# Lepto (leptospirosis) Vaccine



## JulBoh (Jun 11, 2019)

Hi- I know the debate over this vaccine has rounded this forum on a few occasions. Just wondering what the current thoughts are? It's been a very wet spring and I do want my pup to swim in the lake at our cottage. I was thinking of maybe just waiting until next spring when she's 1 and getting it alone (the booster too.)


----------



## Magwart (Jul 8, 2012)

There isn't a right answer -- and people who live in a black and white world where there's very low lepto risk tend to get hysterical about the vaccine without understanding the risk of death lepto poses for those of us in high-risk areas. I would encourage you to focus on what's going on in your local environment -- ask your vet if he or she is seeing lepto cases, and to check whether colleagues at other clinics are (vets talk about these things at continuing ed events, so your vet is likely to be quite well-informed of what diseases are actually manifesting locally).

It's well documented that lepto cases tend to explode after floods in areas where lepto already exists. That's why there was an epidemic of it in Puerto Rico after Hurricane Maria. However, sometimes in very wet areas, it's just always there (Louisiana).

I live in a very, very high lepto area -- my vet sees it regularly, especially in late Summer/early Fall (a very wet time for us). He's told me that if he were in a world where he had to choose only one vaccine for his patients, it would be lepto because there's so much of it and so many cases aren't caught in time (he sees cases literally from my neighborhood because we have lots of raccoons, foxes and other critters that pee all over the environment our dogs walk in). I have met people who bought into the anti-vax hysteria (choosing not to vaccinate because of what they read on the Internet), whose dogs died of it -- I vividly recall one lady sobbing at an adoption event as she told me the story of her beloved GSD dying of kidney failure because of that choice. The guilt she lived with was very painful.

My vet has not seen a single lepto case in a vaccinated dog. So while there's lots of Internet musing about the vaccine not being useful because of the many strains of lepto that exist worldwide, it's covering the most common ones very effectively in my region of the U.S. Clinical experience is simply not supporting the claim that it doesn't effectively cover what dogs are encountering in their environment in high-lepto areas.

You will also likely encounter anti-vax people who will try to tell you it's treatable with simple antibiotics. They've probably never actually _treated _a lepto dog...but think they know. Before you accept their advice, ask them how many lepto dogs they've successfully taken through this treatment that they claim is so easy! The real problem is that the "easy" treatment window is in the very early stage of the disease, and its symptoms are so vague that most people aren't worried enough about them to get the dog into the vet to run bloodwork and check kidney function early. So by the time the symptoms are bad enough to get to the vet, your dog might already be in kidney failure -- and then you're looking at thousands of dollars of intensive intervention, a high mortality rate, and life-long kidney damage if it survives.

OTOH, if nobody ever sees a lepto case in your area, and you live in an urban area without wildlife to bring it in....it might be totally unnecessary.

My dogs get a stand-alone 4-way lepto vaccine that's separated from anything else by about 3 weeks. That simple step can lower the risk of vaccine reaction.


----------



## WIBackpacker (Jan 9, 2014)

I give it annually. I also do as Magwart posted above - separate it from the other vaccines. 

You should critically evaluate your environment and your lifestyle. Do your dogs drink from random water sources - does wildlife come through your yard, or live there - do you hike often - do you travel - do your dogs come into contact with random animals - where do you live - what do other dog owners in your immediate locale think?
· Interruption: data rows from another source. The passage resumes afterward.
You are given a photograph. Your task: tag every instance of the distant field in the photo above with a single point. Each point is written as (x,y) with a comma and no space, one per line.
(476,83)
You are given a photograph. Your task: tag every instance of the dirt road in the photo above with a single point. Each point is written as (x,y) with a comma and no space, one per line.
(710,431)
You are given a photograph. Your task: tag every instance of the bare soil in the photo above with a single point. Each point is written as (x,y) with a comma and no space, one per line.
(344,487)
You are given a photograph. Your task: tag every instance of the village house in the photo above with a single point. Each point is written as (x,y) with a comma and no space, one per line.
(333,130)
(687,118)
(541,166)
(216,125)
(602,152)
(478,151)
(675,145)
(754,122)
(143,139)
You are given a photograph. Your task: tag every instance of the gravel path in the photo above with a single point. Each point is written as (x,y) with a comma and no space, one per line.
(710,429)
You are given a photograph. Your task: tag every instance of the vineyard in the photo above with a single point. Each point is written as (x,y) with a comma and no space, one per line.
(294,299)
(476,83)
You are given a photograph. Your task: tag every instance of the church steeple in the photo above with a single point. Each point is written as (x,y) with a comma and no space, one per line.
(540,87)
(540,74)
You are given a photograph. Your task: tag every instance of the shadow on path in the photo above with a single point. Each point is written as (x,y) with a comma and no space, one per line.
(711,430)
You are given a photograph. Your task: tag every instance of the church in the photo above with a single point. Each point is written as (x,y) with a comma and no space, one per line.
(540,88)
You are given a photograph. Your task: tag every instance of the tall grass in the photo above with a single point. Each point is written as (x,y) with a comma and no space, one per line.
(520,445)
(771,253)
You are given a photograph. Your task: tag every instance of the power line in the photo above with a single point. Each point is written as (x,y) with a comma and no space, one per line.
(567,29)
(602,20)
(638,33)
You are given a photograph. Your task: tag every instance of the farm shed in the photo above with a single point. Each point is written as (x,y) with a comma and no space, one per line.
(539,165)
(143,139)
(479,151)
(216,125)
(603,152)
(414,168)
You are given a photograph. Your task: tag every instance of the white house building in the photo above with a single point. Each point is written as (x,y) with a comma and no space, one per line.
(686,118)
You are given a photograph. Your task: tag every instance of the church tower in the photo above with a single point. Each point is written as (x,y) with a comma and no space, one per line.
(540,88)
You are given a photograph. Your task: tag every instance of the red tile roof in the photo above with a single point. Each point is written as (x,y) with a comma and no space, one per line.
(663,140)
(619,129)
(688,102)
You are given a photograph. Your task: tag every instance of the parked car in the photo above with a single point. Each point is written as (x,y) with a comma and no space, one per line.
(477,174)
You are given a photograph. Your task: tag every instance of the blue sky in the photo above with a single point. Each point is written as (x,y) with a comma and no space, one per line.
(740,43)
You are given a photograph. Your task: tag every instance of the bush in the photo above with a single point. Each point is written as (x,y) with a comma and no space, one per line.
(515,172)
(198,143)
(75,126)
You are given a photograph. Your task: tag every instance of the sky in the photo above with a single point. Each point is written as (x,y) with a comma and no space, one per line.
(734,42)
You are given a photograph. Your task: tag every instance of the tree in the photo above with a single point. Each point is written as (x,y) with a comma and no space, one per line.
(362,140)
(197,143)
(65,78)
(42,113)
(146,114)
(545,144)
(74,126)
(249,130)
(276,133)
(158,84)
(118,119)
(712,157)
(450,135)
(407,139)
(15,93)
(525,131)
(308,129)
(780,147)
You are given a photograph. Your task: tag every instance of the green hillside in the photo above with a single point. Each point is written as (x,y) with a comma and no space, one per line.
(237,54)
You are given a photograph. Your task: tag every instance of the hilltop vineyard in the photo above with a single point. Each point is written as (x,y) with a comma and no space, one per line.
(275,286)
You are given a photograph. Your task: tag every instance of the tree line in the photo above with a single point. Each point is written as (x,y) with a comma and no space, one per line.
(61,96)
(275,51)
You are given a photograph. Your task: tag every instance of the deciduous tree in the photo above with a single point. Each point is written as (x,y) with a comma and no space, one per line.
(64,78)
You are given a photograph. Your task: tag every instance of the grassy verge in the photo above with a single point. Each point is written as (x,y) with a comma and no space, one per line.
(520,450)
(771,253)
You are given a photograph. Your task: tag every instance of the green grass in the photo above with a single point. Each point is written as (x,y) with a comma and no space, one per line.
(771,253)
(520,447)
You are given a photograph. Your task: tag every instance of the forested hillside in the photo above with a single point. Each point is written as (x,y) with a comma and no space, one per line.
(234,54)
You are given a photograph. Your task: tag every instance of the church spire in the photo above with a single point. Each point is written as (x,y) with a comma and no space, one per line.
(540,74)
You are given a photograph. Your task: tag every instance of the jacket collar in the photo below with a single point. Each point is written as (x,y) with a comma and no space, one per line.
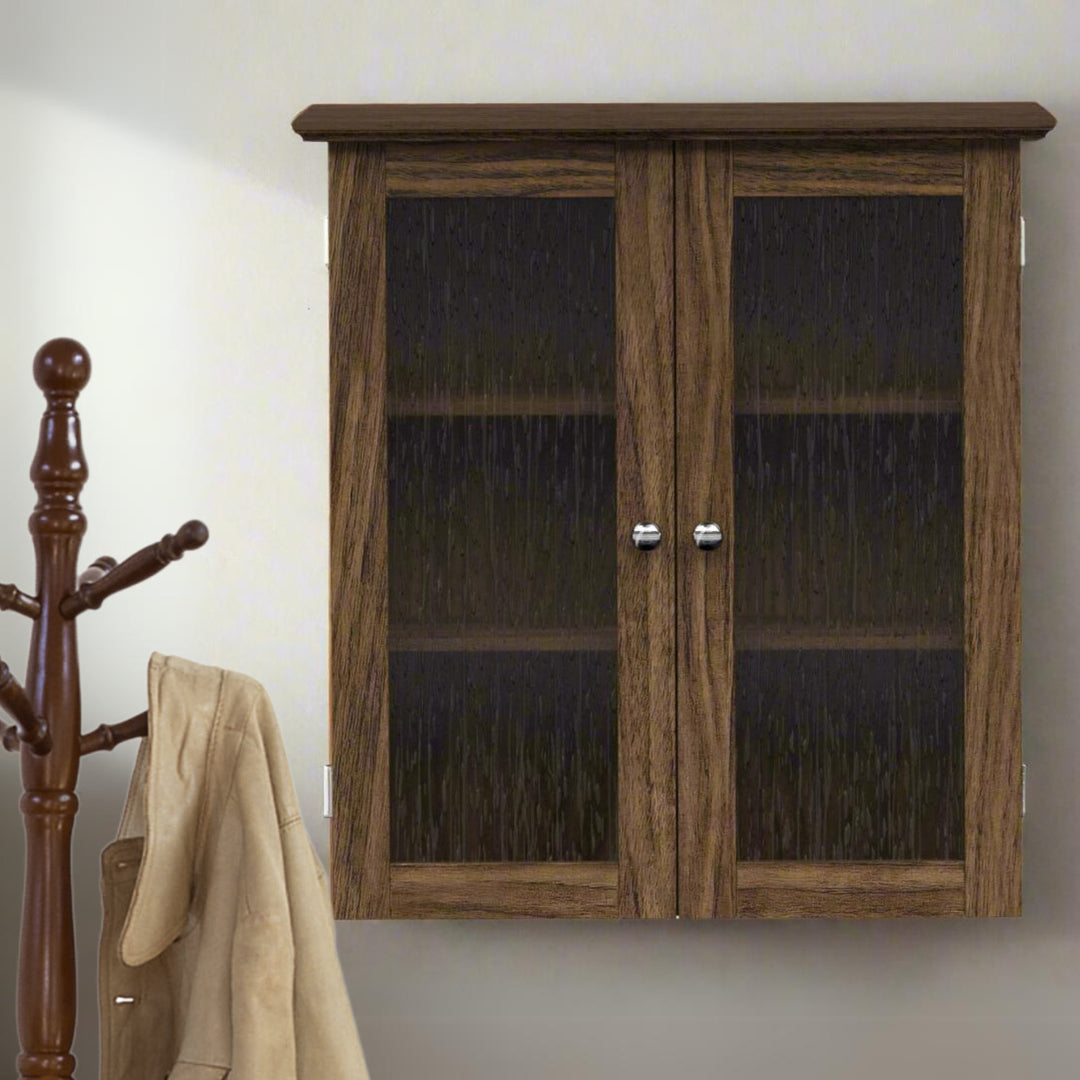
(166,800)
If you choose not to vaccinate against it, it's probably prudent to make sure you don't increase your dog's risk factors. No drinking from random puddles, no slurping out of streams, keep them away from random animals, be mindful when you travel, and don't let them off leash where they can get into any of the above.


----------



## Colorado (Nov 25, 2007)

One of my primary activities with my dogs is hiking in the foothills and mountains of Colorado. There are constant streams and preventing drinking from them is impossible.
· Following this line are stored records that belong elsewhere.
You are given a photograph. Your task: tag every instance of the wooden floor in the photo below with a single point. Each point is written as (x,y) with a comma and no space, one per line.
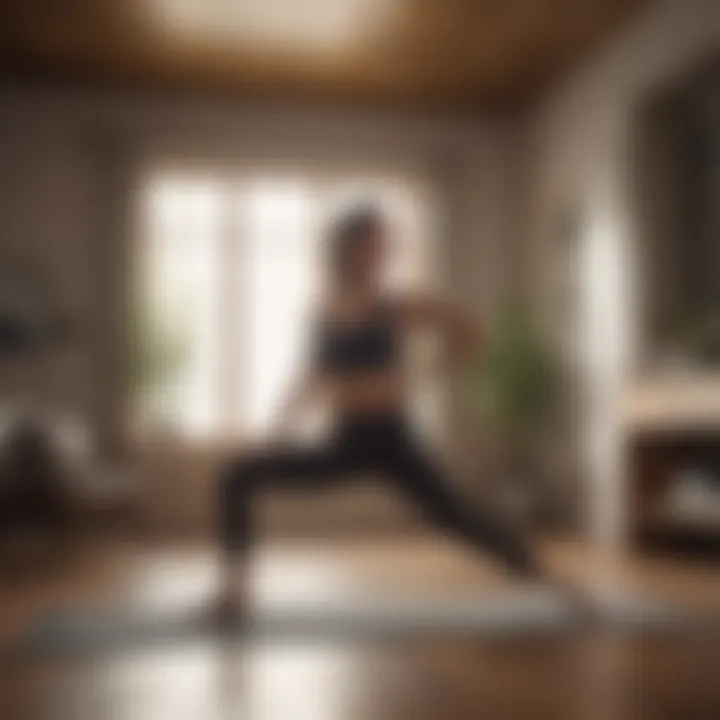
(593,677)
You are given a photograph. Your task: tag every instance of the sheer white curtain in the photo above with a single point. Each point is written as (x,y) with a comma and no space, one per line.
(229,266)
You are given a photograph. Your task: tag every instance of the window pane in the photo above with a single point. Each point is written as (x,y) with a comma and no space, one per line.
(281,275)
(177,318)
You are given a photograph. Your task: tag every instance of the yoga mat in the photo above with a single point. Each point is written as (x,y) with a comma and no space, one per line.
(501,615)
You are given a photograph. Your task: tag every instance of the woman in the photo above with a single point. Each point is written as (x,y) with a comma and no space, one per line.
(356,366)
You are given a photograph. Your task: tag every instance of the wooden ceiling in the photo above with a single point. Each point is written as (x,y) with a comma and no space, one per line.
(469,53)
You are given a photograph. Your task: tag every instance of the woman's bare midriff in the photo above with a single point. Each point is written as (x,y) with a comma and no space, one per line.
(365,393)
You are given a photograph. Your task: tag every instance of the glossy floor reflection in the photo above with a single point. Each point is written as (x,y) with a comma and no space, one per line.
(607,676)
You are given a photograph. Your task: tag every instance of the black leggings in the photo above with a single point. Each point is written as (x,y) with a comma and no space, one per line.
(384,445)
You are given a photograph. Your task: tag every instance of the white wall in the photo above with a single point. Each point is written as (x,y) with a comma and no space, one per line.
(582,143)
(67,162)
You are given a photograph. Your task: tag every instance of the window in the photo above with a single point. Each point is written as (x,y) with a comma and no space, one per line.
(228,266)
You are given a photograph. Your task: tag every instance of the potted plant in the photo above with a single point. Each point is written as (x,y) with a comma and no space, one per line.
(515,388)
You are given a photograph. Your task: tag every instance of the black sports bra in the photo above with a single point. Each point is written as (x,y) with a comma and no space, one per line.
(372,344)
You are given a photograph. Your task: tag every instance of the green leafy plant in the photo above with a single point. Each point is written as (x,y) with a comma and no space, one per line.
(157,350)
(516,378)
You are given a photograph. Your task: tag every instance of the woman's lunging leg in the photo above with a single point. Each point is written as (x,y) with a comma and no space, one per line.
(419,477)
(242,480)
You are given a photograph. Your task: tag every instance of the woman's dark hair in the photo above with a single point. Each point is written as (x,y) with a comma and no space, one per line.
(350,230)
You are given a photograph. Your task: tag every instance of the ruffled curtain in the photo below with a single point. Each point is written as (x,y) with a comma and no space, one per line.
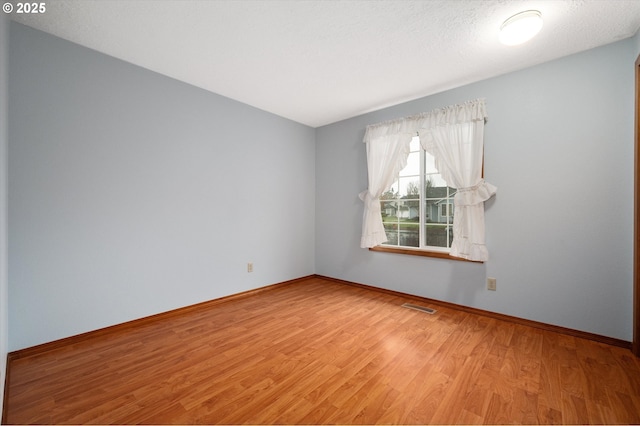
(386,156)
(455,137)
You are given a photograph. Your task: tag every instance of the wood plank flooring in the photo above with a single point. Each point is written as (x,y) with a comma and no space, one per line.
(321,352)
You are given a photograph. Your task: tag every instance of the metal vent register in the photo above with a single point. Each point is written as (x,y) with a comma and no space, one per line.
(419,308)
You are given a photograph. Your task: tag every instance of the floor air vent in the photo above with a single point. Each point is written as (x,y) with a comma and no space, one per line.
(419,308)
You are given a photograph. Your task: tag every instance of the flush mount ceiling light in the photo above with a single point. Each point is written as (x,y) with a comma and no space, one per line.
(520,27)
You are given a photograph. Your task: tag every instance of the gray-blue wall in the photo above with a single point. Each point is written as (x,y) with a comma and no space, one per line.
(559,147)
(132,194)
(4,287)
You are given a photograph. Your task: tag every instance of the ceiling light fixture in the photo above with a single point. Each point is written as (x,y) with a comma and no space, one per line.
(520,27)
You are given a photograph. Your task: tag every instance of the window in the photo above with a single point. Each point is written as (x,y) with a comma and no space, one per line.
(417,211)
They get the lepto vaccine yearly.


----------



## NancyJ (Jun 15, 2003)

I treat mine the same way Magwart does AND the day after the lepto my dogs are kept inside, unworked, and monitored--never had a problem but I don't want any stress on their systems afterwards. I generally give mine in July as the peak here is August/September...being working SAR dogs they are in all kinds of water and it is not just drinking the water, it can make it into cuts and infect them that way plus I have an outdoor cat who kills a good many rodents.


----------



## ausdland (Oct 21, 2015)

I gave it every year when my dog was tracking in the wilderness and marsh areas but haven't this year as I don't track her in those environments now and don't allow her to drink from standing water. Not many Lepto cases in NorCal, Bay Area but I am concerned and may revisit soon.


----------



## LuvShepherds (May 27, 2012)

I know someone in the SF Bay Area whose vet insisted they get the vaccine. Then their breeder got upset with them for giving it to their dog. I assume the vet must see cases or they would not insist on it.


----------



## onyx'girl (May 18, 2007)

as someone whose dog got Lepto, I do know the risks. Karlo survived it after over 10K and two weeks at a university vet hospital, but had permanent kidney damage, I got four more blessed years with him. 
I vaccinate for it now, and give an anti-vaccinosis remedy for all shots. My current dog has a strong immune system, and I will vaccinate my puppy after he gets older for it. Give it alone, without other vaccines. I think the vax is safer for larger breeds compared to smaller dogs. There have been many dogs diagnosed recently with the wet environment, it isn't worth the risk to not vaccinate if your dog is hiking, tracking or just out and about....so many critters carry the bacteria.


----------



## Cassidy's Mom (Mar 30, 2003)

ausdland said:


> Not many Lepto cases in NorCal, Bay Area but I am concerned and may revisit soon.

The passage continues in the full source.